Złote rady szkoleniowców – słyszeli o nich niemal wszyscy. Bitcoin co najmniej po 100 000 USD. Amerykański dolar co najmniej 6 PLN. Co jeszcze wymyślili wróżbici i wichrzyciele? Odszukaliśmy ich archiwalne 'rekomendacje’. W drugiej części artykułu zapraszamy Czytelników do części bonusowej i wytypowanego przez nas do dzisiejszej publikacji 'eksperta w Trabancie’. Postanowiliśmy wymienić najbardziej żenujące wstawki i nietrafione cytaty zebrane z kilku wywiadów i źrodeł. Zaczynajmy!
Tania chińszczyzna i dolar po 6 PLN
Tak, Cezary Graf jest zdecydowanie jednym z 'tytanów’ pod względem rekomendacji. Dolar miał osiągnąć 6 PLN i co prawda wspiął się na historyczne szczyty ale znów bliżej mu do 4 PLN niż do 5 PLN! Nadal nie widać też katalizatora, który mógłby go wzmocnić. Cykl Fed powoli zbliża się do końca, a recesja w USA prawdopodobnie nie będzie czynnikiem pro-dolarowym. Niektóre 'tanie akcje chińskie spadły od czasu rekomendacji majątkowej Grafa o przeszło 70% i mimo blisko 30% odbicia na chińskiej giełdzie od początku roku, nadal toną w stratach. Cezary Graf nazwał gotówkę 'talonem dla biednych’. W tym samym czasie, gdy polecane przez Cezarego spółki notowały potężne spadki – gotówka znacznie lepiej sprawdziłaby się jako przechowujące wartość w czasie 'safe haven’ niż 'apetyczne Chiny’. Nie czujecie się skuszeni płatnymi, zamkniętymi webinarami na Placu Trzech Krzyży? My również nie.

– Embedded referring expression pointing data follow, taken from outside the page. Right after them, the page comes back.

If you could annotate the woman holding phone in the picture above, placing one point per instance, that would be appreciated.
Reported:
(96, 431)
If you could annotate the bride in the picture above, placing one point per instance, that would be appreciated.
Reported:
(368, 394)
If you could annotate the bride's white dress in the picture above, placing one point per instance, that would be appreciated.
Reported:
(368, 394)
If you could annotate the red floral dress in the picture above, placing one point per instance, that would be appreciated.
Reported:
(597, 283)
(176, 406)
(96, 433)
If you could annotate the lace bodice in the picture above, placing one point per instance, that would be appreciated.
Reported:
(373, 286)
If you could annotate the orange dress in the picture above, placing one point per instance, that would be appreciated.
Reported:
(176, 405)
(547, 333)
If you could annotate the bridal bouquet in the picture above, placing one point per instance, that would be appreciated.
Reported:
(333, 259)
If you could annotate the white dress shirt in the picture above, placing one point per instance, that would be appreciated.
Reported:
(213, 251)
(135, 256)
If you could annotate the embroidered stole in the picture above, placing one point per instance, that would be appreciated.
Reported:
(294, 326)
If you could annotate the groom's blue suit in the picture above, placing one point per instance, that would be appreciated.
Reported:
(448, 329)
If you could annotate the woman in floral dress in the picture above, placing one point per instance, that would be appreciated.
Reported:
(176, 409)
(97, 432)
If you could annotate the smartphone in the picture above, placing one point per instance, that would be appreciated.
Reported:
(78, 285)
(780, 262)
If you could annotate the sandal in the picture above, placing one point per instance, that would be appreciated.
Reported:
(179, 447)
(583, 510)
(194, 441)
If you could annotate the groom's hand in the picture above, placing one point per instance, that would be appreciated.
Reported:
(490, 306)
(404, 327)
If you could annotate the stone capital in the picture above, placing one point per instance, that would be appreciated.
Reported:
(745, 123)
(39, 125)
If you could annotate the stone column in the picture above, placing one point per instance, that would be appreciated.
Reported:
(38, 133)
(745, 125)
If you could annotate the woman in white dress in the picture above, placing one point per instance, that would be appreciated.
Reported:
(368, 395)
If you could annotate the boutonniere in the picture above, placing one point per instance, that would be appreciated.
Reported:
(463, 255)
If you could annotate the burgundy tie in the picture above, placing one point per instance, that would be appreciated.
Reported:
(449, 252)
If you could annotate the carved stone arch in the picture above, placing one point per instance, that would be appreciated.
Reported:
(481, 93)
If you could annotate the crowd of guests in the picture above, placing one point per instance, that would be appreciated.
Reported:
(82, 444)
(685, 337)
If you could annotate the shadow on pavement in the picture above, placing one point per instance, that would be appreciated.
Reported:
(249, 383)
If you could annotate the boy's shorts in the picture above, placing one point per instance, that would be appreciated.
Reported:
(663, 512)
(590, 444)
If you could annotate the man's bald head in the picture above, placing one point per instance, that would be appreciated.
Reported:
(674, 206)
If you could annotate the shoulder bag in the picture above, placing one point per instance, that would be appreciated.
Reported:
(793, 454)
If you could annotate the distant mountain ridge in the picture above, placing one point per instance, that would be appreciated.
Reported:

Od czasu gdy Cezary Graf zamieścił tą prognozę (październik 2020), Nasdaq zakończył rajd do końca 2021 roku ale na poziomie… 16 000 pkt. Prognoza okazała się znakomitym antywskaźnikiem tego, co zrobił rynek. Za taki zbiór aforyzmów i złotych myśli ludzie płacili kilka czy kilkanaście tysięcy złotych. Jednego Grafowi nie można odmówić – do każdej swojej teorii potrafi dorobić scenariusz podszyty pozornie logicznie brzmiącą ideą i analizą. Na skuteczność przekłada się to zazwyczaj marnie. Dodatkowo Jego ruchy na rynku nie są także możliwe do weryfikacji.
Gotówka jest zła!
Złote myśli Phila Koniecznego – te również były, choć jego komentarze są najczęściej bardziej stonowane.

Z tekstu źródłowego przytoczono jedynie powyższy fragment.